On average, nosocomial patients stay in the hospital 2.5 times longer than patients without infection. An estimated 40 percent of nosocomial infections are caused by poor hand hygiene (WHO). Hospital staff can significantly reduce the number of cases with regular hand washing. They should also wear protective garments and gloves when working with patients.

Invasive procedures increase the risk of nosocomial infections. Noninvasive procedures are recommended when possible. Most nosocomial infections are due to bacteria. Since antibiotics are frequently used within hospitals, the types of bacteria and their resistance to antibiotics is different than bacteria outside of the hospital. Nosocomial infections can be serious and difficult to treat, especially if it’s a multi-resistant bacteria.

What put’s a person at risk?

Harmful microbes are all around us, and although infection poses a threat to everyone, certain people are more at risk of infection. For example, people in healthcare facilities are more at risk than those in the community simply because they are exposed to others who are infected with disease-causing organisms. These people are exposed to so many other peoples germs and bacteria as opposed to a private home simply puts you at potential for picking up them if not proper prevention is carried out by all that come in contact with you, starting simply with hand washing by the patient and those that see the patient (medical staff to visitors).

Even more at risk are special populations of patients, such as those with compromised immune systems, those who have undergone recent surgery, those with poor nutritional status, and those with open wounds.
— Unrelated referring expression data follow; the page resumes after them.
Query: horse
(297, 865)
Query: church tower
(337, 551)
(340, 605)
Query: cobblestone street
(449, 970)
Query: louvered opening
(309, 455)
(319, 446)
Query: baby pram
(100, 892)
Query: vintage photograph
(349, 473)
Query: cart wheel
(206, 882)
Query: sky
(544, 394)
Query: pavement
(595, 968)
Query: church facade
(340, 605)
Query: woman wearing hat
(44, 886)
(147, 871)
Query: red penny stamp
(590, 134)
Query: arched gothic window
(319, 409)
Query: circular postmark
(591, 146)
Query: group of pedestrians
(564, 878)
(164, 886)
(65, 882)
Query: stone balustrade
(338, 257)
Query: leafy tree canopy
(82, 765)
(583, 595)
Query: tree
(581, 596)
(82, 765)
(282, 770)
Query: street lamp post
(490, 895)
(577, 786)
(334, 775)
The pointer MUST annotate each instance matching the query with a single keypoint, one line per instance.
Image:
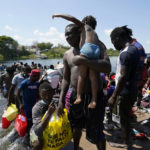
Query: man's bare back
(88, 35)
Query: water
(49, 62)
(5, 135)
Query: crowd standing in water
(87, 76)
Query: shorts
(90, 50)
(81, 116)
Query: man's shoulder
(18, 75)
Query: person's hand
(60, 111)
(78, 60)
(20, 107)
(111, 101)
(51, 108)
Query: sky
(29, 21)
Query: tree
(44, 46)
(8, 47)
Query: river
(49, 62)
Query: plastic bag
(58, 132)
(21, 124)
(5, 122)
(11, 112)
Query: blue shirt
(30, 92)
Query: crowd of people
(88, 78)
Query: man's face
(72, 36)
(35, 77)
(118, 43)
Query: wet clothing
(90, 50)
(81, 116)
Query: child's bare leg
(81, 81)
(94, 88)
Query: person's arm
(65, 86)
(99, 65)
(69, 18)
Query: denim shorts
(90, 50)
(80, 116)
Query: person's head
(26, 71)
(111, 76)
(46, 91)
(51, 67)
(72, 35)
(10, 70)
(90, 20)
(34, 75)
(120, 36)
(112, 82)
(148, 61)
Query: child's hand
(51, 107)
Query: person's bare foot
(92, 104)
(77, 101)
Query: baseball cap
(35, 72)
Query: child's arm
(70, 18)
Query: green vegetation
(57, 52)
(44, 46)
(10, 50)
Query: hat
(35, 72)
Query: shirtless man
(89, 48)
(79, 113)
Patients undergoing certain medical procedures, such as intubations and central lines, are also at increased risk. Medical devices also carry a risk of infection. Urinary catheters, central lines, mechanical ventilation equipment, and surgical drains all put patients at risk for infection. Any foreign object in the body or any unnatural opening of the body (surgical wound or trauma wound) puts that individual at risk for local infection to that area and if left untreated goes to general infection (temp greater than 100.5 or 101 F).

Further, certain medications and various chemotherapies weaken patients’ immune systems, leaving patients more vulnerable to infection. The length of time spent in a healthcare facility also affects the risk of infection: The longer the stay, the longer that person is exposed to much more bacteria than at home putting greater risk of that patient’s chances of acquiring a HAI. Over 25 years ago and further back the doctors kept patients in the hospital longer than needed thinking this was the best care for the patient but now it’s get the patient out as soon as possible when the patient has reached clearance by MD’s to be discharged safely home and either the pt is back to normal or can safely heal at home exposed to less bacteria and germs since the hospital has so much more obviously due to population.
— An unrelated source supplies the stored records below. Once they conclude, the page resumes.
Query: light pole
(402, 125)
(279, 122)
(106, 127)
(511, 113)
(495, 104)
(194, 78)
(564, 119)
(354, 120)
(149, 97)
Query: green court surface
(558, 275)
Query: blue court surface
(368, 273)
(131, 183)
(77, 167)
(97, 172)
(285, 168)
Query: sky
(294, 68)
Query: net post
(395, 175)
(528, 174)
The most common method of transmission is by direct contact with an infectious microorganism. Sputum, blood, and feces are common vehicles for microbe transmission. Healthcare workers and patients spread microbes via droplets generated by talking, sneezing, or coughing. Small particles of evaporated droplets (droplet nuclei) and dust particles carry microorganisms and spread infection over long distances.
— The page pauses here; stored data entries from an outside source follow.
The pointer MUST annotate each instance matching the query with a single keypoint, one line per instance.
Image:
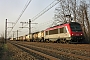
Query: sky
(11, 10)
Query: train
(63, 33)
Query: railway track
(49, 54)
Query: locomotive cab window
(63, 30)
(46, 32)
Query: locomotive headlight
(72, 34)
(81, 34)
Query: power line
(42, 12)
(45, 10)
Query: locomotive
(63, 33)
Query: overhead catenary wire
(45, 10)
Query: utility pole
(17, 34)
(5, 32)
(29, 28)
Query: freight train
(63, 33)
Infection can also be spread through inanimate objects known as fomites, such as improperly sterilized medical equipment that is used on more than one patient. Healthcare workers who move from patient to patient carry infectious organisms on their clothes, stethoscopes, and phones. Other modes of transmission include the spread of infectious agents through food and water or through vectors, such as mosquitoes, flies, and rats.

Though hospitals throughout America have this problem to face in all hospitals in America and elsewhere, these facilities have developed infection control people who continuously make policies/procedures in their facilities to prevent the spread of infection through all routes with the knowledge we know today as opposed to 25 years ago and further back regarding infection.